So, yes, Arlo, accept the fact that you’ve made littering into the ultimate out, that going with the flow is what makes a great thanksgiving, and that a tradition is a tradition. Alice’s Restaurant is an easy record to find, and it’s a guaranteed record to get played at least once a year. There aren’t too many records I can say that about.
Cost: $4, $629 Remaining
Sergio Mendes & Brazil ’66, Look Around, A&M SP-4137, 1968
I don’t know how I got 5 months into this project without featuring a record from Sergio Mendes & Brasil ’66. Their records sold in the millions and they’re really easy to find at really cheap prices. The group hit the sweet spot between Bossa Nova and Pop with records carefully crafted by the finest LA studio musicians. While their sound was passed in the 70s and 80s, today their records are the perfect vinyl background music to any hipster dinner party. This record is one of their best, and I was thrilled to find this near mint copy yesterday.
It came out at the peak of their fame, and owing to the looney rules that The Oscars had at the time, they got to perform Their version of The Look Of Love at the awards ceremony. Dusty Springfield’s version, the original recording from the film Casino Royale, was crushed on the charts as a result. There’s also the first charting version of The Beatles’ With A Little Help From My Friends, which was another huge hit for them.
And then there are the whitewashed versions of period correct Brazilian pop music.
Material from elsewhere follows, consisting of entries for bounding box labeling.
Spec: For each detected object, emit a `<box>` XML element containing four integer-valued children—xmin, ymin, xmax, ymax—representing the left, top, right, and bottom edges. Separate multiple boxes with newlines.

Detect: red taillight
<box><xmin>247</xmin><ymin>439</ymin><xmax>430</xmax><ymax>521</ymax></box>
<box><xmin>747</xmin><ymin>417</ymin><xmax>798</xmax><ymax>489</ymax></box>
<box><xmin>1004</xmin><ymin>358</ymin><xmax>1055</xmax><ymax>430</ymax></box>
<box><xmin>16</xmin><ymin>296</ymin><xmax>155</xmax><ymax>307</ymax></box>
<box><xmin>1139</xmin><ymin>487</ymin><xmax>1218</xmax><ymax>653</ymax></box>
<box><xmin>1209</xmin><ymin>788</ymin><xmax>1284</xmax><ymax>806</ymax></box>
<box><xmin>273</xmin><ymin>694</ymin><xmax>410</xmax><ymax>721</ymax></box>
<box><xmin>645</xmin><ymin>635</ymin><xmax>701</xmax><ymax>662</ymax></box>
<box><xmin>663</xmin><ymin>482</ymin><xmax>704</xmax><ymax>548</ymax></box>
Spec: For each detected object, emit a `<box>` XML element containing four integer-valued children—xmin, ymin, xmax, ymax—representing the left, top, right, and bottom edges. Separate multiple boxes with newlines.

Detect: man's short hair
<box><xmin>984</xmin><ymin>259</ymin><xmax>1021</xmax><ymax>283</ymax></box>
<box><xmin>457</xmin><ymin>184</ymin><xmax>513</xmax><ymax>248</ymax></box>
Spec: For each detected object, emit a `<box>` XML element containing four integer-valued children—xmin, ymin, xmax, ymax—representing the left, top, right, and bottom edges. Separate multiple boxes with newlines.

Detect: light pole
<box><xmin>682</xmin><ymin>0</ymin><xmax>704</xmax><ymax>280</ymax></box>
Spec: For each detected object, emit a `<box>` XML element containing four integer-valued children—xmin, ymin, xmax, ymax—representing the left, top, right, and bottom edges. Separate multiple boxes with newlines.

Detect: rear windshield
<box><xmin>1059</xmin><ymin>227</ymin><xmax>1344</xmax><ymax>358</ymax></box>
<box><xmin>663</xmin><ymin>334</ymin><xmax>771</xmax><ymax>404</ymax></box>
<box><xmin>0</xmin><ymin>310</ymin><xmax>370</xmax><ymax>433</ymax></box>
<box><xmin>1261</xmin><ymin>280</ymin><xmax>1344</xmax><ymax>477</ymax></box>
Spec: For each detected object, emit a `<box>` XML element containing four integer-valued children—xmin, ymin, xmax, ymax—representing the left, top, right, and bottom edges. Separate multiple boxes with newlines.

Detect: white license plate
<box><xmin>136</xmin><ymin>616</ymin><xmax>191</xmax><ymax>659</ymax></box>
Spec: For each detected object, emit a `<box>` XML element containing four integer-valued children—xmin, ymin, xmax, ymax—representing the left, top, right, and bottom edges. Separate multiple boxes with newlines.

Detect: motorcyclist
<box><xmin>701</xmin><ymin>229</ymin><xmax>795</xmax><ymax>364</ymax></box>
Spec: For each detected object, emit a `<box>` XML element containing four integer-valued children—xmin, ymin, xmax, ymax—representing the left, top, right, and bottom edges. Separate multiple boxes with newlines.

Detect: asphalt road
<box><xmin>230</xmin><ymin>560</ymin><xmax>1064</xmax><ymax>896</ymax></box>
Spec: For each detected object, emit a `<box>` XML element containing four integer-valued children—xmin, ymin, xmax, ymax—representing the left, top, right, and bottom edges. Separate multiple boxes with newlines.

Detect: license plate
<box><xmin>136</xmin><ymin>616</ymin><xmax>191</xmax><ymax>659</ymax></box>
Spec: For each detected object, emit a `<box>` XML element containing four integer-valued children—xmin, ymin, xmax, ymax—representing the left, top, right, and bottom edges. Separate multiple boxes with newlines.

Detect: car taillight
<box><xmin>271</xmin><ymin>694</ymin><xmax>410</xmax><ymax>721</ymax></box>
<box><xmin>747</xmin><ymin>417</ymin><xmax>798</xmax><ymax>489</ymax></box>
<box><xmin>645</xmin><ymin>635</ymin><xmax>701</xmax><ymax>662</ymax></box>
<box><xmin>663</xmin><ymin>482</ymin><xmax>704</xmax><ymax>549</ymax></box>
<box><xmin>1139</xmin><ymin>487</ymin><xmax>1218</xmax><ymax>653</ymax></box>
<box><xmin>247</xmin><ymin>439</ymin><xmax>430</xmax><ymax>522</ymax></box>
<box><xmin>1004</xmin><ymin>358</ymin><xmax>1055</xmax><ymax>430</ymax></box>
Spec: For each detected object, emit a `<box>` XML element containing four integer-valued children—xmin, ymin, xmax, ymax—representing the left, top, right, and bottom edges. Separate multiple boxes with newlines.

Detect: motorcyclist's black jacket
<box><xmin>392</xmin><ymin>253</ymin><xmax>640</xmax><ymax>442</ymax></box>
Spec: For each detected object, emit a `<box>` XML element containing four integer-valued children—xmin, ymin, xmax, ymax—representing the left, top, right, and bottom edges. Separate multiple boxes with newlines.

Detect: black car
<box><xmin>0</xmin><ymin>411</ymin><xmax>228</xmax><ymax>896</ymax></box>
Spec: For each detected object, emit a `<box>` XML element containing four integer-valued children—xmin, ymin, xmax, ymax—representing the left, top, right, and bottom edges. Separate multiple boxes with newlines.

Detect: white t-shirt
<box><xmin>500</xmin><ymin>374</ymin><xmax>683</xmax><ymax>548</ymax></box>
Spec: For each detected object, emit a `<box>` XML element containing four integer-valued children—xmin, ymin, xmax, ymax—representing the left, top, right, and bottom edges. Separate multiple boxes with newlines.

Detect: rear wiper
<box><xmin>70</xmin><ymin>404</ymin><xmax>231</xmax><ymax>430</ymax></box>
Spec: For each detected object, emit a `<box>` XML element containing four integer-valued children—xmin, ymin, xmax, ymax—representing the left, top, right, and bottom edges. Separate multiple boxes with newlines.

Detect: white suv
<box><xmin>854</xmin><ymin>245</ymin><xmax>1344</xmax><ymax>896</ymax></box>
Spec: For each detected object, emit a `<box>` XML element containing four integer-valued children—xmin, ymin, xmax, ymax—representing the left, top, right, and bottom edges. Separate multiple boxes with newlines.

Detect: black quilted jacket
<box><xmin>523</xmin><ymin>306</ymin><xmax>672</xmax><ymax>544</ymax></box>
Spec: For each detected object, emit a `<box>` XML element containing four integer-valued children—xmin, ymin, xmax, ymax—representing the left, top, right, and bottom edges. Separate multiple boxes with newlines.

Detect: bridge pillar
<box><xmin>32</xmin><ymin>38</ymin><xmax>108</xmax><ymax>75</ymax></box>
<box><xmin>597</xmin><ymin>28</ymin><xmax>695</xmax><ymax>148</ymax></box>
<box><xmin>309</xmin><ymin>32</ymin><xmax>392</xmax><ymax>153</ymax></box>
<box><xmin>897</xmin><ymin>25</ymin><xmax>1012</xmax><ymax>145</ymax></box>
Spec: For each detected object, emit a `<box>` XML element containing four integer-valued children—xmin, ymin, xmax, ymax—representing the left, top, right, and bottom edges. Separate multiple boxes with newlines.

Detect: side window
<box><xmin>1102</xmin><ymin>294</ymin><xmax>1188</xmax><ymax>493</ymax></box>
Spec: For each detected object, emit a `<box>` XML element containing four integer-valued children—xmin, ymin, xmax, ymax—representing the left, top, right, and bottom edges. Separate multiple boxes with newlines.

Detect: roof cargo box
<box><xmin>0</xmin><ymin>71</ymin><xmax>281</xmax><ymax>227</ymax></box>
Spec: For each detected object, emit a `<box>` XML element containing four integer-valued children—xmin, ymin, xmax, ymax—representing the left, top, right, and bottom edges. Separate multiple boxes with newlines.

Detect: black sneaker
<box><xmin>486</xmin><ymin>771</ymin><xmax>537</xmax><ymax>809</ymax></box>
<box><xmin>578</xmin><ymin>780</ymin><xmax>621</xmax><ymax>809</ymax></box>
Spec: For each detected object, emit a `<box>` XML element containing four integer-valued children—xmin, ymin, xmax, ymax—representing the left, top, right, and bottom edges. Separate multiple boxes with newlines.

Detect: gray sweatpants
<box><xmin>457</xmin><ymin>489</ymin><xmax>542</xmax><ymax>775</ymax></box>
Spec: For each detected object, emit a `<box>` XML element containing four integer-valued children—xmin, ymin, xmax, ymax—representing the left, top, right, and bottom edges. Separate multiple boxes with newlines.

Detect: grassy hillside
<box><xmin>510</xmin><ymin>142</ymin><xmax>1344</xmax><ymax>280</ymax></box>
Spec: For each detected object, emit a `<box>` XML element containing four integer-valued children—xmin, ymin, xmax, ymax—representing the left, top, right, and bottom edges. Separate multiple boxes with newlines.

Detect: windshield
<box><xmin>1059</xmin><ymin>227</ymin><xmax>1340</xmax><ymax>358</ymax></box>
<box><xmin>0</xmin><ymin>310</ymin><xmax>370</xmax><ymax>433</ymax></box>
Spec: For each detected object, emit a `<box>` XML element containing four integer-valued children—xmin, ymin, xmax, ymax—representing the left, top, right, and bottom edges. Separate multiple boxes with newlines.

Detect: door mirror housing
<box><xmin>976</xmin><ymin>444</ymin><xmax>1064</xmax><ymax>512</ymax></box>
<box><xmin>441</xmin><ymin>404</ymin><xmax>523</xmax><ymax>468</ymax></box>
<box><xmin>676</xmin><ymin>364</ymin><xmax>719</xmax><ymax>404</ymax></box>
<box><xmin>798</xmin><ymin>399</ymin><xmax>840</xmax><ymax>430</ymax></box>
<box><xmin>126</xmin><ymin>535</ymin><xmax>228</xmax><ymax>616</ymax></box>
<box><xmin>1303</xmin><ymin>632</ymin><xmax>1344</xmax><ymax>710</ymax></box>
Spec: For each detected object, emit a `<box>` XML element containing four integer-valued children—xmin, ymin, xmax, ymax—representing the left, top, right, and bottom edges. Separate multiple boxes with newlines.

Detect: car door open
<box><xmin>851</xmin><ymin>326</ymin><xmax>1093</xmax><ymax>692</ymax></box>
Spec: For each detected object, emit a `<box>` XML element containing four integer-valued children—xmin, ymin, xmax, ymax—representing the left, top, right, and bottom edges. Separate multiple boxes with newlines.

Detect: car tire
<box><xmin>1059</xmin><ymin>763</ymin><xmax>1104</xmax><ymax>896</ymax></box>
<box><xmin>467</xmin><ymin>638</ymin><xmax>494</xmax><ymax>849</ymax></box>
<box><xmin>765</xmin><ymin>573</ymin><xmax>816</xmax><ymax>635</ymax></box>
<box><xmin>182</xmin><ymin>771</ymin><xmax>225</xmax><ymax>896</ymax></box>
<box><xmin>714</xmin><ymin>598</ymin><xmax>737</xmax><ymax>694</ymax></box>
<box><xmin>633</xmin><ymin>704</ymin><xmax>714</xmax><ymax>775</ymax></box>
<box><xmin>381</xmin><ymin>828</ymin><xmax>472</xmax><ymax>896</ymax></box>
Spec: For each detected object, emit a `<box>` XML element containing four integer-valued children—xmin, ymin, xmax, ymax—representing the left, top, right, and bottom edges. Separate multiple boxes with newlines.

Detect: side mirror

Not that that’s a bad thing, considering how influential the Bossa Nova sound was in the 60s. A Brazilian would be horrified by these remakes, they would probably sound like Pat Boone remaking Long Tall Sally, but I love them. I wish I could tell you why these records are so easy to find, all I can say is that I will keep looking for the rest of them.
Cost:$2, $640 Remaining
Diana Ross & The Supremes, Live At London’s Talk Of The Town, Motown MS 676, 1968
It’s a big no-no to take pictures in a casino. At best, you’ll be asked to stop, and at worst, arrested. But I have a fool proof method for pulling it off. Find a casino that was at one point the swankiest nightclub on Earth. Then find a still sealed copy of a live album recorded at said nightclub. Take said album into the former club and now casino, and look for the stage. Then ask to photograph said album on said stage.
Apparently, Mick Jagger and Paul McCartney we’re in the audience in February 1968 when this album was recorded on this stage, all of which was a revelation to the staff that was working at the casino. They were so happy to see my record that they said I could take as many pictures as I want, as long as I didn’t show any players.
I had a harder time getting a photo of the album outside the building. I’m guessing by the looks I got that no-one in 2016 London knows that the now run down Hippodrome knows that it was once a very hip place, or what a vinyl record is. But no matter, it’s a sealed Supremes record coming home for a day.